This past week I was honored to participate in two benefit evenings for two different theater companies in New York City. On any given Sunday or Monday evening in the city you can find an event like this—a gala or benefit of some sort that honors a theatrical luminary in an effort to bring attention to the organization that sponsors the evening. Oftentimes, actors will be invited to sing a song or say a few words in recognition of the honoree. I was asked to do just this for Gerald Freedman who was being honored by Sonnet Rep and for Marvin Hamlisch being honored by Encompass New Opera Theater.
For the Sonnet Rep benefit I was asked to sing a beautiful rendition of a Shakespeare Sonnet set to music by the wonderful Scott Frankel in a duet with Sierra Boggess. The evening was quite an event, with the likes of Patti LuPone, Kevin Kline, Mandy Patinkin and Austin Pendleton all present to sing their praises, as it were, to their esteemed colleague and teacher Gerald Freedman.
I have never met Gerald Freedman. I’m embarrassed to say the only thing I knew about him was that he ran the Great Lakes Theater Festival for some time in Cleveland, Ohio. His list of accomplishments and contributions to the theater is overwhelming. So it was a stunning education for me as one by one, Ms. LuPone, Mssrs. Kline, Patinkin and Pendleton (among many others) all got up to speak, quite beautifully and personally, on how this one man had changed their lives and taught them volumes if not everything they knew about the theater.
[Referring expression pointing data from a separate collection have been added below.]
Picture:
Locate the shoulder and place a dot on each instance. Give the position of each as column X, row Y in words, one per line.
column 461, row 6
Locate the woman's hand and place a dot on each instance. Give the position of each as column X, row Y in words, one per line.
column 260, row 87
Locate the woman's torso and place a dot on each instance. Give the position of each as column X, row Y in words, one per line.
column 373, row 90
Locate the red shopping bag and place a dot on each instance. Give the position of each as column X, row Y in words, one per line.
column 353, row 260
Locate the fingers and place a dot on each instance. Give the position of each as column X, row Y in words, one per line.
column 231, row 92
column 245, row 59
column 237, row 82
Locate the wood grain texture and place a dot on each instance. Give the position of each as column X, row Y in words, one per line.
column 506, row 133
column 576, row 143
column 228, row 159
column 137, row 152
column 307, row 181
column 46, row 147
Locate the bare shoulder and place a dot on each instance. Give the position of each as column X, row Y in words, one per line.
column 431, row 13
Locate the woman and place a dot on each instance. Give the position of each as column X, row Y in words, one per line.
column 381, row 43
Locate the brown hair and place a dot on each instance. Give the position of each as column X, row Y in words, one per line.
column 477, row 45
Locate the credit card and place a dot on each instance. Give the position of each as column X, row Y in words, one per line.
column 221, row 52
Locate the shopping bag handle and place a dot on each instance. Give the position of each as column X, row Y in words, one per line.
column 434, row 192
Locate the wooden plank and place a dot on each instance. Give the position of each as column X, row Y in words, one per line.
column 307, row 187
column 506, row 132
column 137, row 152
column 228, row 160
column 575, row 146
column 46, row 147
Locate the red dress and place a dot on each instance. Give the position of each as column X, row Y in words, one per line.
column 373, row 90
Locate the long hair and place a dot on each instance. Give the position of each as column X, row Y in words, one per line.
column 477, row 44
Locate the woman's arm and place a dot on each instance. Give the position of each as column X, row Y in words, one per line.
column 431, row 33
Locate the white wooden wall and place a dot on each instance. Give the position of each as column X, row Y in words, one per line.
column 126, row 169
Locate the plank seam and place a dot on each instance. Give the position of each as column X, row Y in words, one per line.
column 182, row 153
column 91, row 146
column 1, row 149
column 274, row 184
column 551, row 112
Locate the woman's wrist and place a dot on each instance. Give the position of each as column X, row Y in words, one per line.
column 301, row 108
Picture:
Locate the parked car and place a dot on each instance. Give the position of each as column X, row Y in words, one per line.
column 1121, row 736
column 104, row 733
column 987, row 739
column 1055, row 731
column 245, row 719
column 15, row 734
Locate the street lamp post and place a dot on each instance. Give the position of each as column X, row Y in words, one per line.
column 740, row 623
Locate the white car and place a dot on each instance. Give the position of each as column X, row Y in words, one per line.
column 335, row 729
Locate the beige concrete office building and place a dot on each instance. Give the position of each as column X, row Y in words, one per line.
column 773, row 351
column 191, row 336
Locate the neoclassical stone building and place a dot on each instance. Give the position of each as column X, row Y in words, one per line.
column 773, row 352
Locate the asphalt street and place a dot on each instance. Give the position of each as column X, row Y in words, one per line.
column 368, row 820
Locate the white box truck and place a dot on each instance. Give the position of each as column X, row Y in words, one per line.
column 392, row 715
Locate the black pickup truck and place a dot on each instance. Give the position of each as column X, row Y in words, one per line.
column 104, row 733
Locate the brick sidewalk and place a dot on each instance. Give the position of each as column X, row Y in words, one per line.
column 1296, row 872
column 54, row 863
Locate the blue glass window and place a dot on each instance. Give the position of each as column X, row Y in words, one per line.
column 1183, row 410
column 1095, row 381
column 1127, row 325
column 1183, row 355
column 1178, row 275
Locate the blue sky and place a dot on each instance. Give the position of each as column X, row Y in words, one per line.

Marvin Hamlisch, I am lucky to say, I do know. I worked with him on the Broadway musical Sweet Smell of Success. At last evening’s benefit, the one and only Sheldon Harnick described Marvin as American Theatrical Royalty (even though, as Marvin described as only he could, with 3 Oscars and a Pulitzer it’s still impossible to hail a cab on a rainy Saturday evening, royalty and all). This is not an exaggeration. Marvin is possibly the most gifted musician I have ever met, and his contribution to the American stage is invaluable and undeniable.
But what stands out from these two experiences for me is something that Marvin said last night as he accepted his lifetime achievement award. To paraphrase: to be able to have a career and accomplish something in your field is one thing, but to do it and maintain and foster friendships over the years is the only thing that really matters.
Gerald Freedman and Marvin Hamlisch were lauded by true friends this past week, by friends that have gone on to make names for themselves in the theater. And to hear them speak in such glowing terms about Marvin and Gerald, not only about their remarkable creative contributions but also their character, generosity and kindness as individuals is a great lesson.
While Sonnet Rep and Encompass New Opera Theater no doubt achieved their goal of honoring great individuals in the form of a benefit evening, I’m happy to conclude that from what I learned from these two theater titans, the benefit was all mine.